Anaerobic metabolism in the roots of seedlings of the invasive exotic Lepidium latifolium

Abstract

Lepidium latifolium is an invasive exotic crucifer that is widely distributed in riparian zones and wetlands. In this study, anoxic carbohydrate metabolism and post-anoxic injury in the roots of L. latifolium seedlings were examined. A significant increase in the activity of the fermentative enzymes alcohol dehydrogenase (ADH) and lactate dehydrogenase (LDH) in roots occurred under anoxia and increased with the duration of anaerobic treatment during 7 days. However, pyruvate decarboxylase (PDC) and cytochrome c oxidase (CCO) activity was maintained at relatively stable levels under anaerobic and aerobic conditions. Soluble protein concentration in anoxic roots was two to three times that in aerobic roots throughout 7 days of anoxia.
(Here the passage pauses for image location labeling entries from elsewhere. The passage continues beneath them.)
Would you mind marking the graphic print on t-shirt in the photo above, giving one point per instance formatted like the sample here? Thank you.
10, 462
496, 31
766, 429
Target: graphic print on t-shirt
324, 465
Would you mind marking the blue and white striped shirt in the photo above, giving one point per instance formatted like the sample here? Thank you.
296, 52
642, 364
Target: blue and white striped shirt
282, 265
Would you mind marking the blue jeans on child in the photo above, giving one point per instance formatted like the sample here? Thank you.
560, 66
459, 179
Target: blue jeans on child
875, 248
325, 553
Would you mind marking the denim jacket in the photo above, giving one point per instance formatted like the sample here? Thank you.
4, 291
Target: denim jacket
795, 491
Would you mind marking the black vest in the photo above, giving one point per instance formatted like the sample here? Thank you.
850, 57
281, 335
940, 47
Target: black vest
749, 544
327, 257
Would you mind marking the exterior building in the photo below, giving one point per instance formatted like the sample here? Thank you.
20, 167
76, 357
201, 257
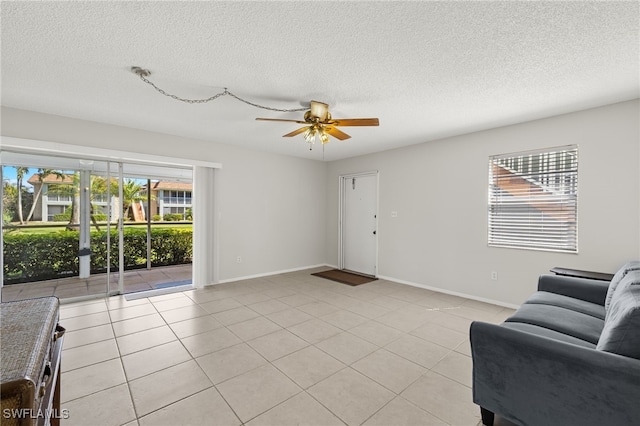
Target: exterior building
171, 198
57, 196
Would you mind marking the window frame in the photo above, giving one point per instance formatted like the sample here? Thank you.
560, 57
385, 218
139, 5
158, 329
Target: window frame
533, 200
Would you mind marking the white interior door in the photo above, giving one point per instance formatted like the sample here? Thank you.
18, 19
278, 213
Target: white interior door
359, 223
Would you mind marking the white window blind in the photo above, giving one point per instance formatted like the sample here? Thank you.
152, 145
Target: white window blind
533, 199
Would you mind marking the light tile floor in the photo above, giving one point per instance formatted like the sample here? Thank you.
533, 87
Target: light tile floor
134, 281
281, 350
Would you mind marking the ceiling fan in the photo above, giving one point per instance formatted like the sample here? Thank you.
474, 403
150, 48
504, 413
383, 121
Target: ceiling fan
320, 125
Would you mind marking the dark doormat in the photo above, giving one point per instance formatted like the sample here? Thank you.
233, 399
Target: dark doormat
344, 277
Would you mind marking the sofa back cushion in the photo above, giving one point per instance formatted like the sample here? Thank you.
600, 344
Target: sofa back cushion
615, 281
621, 332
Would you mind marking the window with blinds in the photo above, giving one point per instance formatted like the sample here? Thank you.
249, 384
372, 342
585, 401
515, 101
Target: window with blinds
533, 199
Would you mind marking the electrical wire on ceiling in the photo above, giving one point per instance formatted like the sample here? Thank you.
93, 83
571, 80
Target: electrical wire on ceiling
144, 73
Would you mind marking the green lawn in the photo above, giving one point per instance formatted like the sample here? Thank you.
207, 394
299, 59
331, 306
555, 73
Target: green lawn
47, 227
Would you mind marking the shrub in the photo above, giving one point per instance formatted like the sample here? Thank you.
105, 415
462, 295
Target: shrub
62, 217
36, 257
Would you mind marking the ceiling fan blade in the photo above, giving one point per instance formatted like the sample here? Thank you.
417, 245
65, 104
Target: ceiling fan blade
295, 132
338, 134
355, 122
281, 119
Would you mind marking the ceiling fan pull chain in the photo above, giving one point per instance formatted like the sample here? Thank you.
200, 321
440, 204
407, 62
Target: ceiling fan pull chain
143, 73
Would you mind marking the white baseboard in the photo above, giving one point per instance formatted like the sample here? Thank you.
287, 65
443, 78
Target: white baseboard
453, 293
268, 274
383, 277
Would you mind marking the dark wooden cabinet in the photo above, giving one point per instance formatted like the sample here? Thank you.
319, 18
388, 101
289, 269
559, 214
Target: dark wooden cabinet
31, 348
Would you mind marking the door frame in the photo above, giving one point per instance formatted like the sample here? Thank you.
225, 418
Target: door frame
341, 206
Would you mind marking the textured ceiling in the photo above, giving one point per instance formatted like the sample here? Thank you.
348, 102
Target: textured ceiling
427, 69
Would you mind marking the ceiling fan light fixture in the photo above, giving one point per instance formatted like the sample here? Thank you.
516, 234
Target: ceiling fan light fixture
319, 110
324, 138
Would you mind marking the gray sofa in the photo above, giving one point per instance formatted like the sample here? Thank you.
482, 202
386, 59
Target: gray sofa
570, 355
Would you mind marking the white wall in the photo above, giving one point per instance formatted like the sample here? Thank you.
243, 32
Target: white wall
439, 190
271, 206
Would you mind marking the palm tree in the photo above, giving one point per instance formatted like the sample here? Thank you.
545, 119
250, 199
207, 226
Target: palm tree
20, 172
42, 175
131, 193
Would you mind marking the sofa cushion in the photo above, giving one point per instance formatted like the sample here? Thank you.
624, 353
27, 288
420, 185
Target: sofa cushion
619, 275
621, 332
562, 320
545, 332
547, 298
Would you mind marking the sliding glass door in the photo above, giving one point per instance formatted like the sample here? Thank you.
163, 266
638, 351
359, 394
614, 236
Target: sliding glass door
78, 228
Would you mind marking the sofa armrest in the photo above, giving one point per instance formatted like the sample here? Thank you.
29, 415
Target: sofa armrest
534, 380
593, 291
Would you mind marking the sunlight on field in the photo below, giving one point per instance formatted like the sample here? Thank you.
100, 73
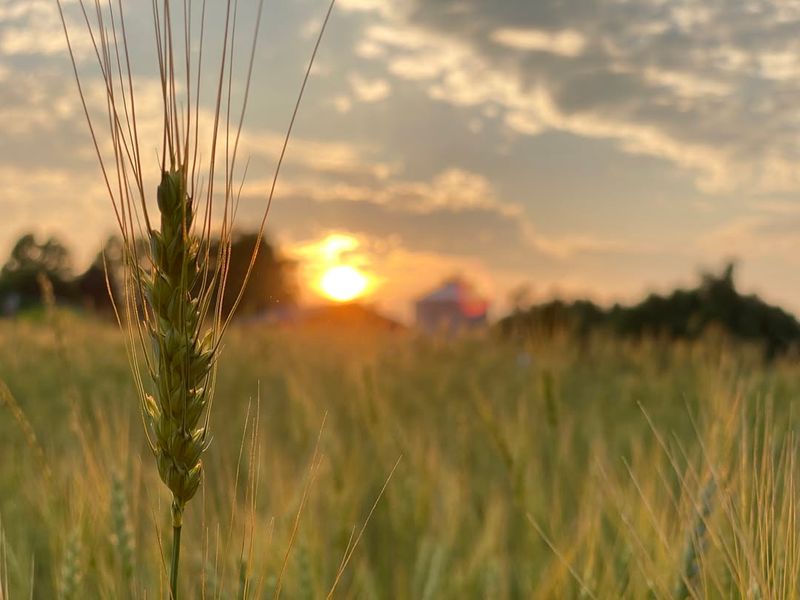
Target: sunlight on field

The concentration of the fermentation product ethanol in roots was two times greater under anoxia than under aerobic conditions. The concentration of lactate was much smaller than that of ethanol, but the trend was similar to that of ethanol. There was no significant difference in the concentration of malate between aerobic and anaerobic conditions for 9 days. Superoxide dismutase (SOD) activity in roots was two to three times higher under anoxia than under aerobic conditions throughout 7 days, but this increase in SOD activity decreased slightly with the duration of anoxia. Compared with aerobic conditions, the concentration of malondialdehyde (MDA), an indicator of free radical damage, increased by two to three times under anoxia. Two days after L. latifolium seedlings were returned to aerobic conditions, the concentrations of ethanol and MDA in roots were still significantly higher under the previously anoxic treatment than under continuously aerobic conditions, while no significant difference in enzyme activities or in concentrations of lactate and malate was found between treatments. The metabolism of L. latifolium roots under anoxia is characterized by the concurrent activity of both fermentative pathways and aerobic metabolism. Roots of L. latifolium have metabolically adaptive strategies to anoxia, but there is evidence of oxidative stress under anoxia and of post-anoxic injury from free radicals upon re-exposure to air. Results suggest that L. latifolium exhibit a mixture of characteristics typical of hydrophytic, facultative, and anoxia intolerant species.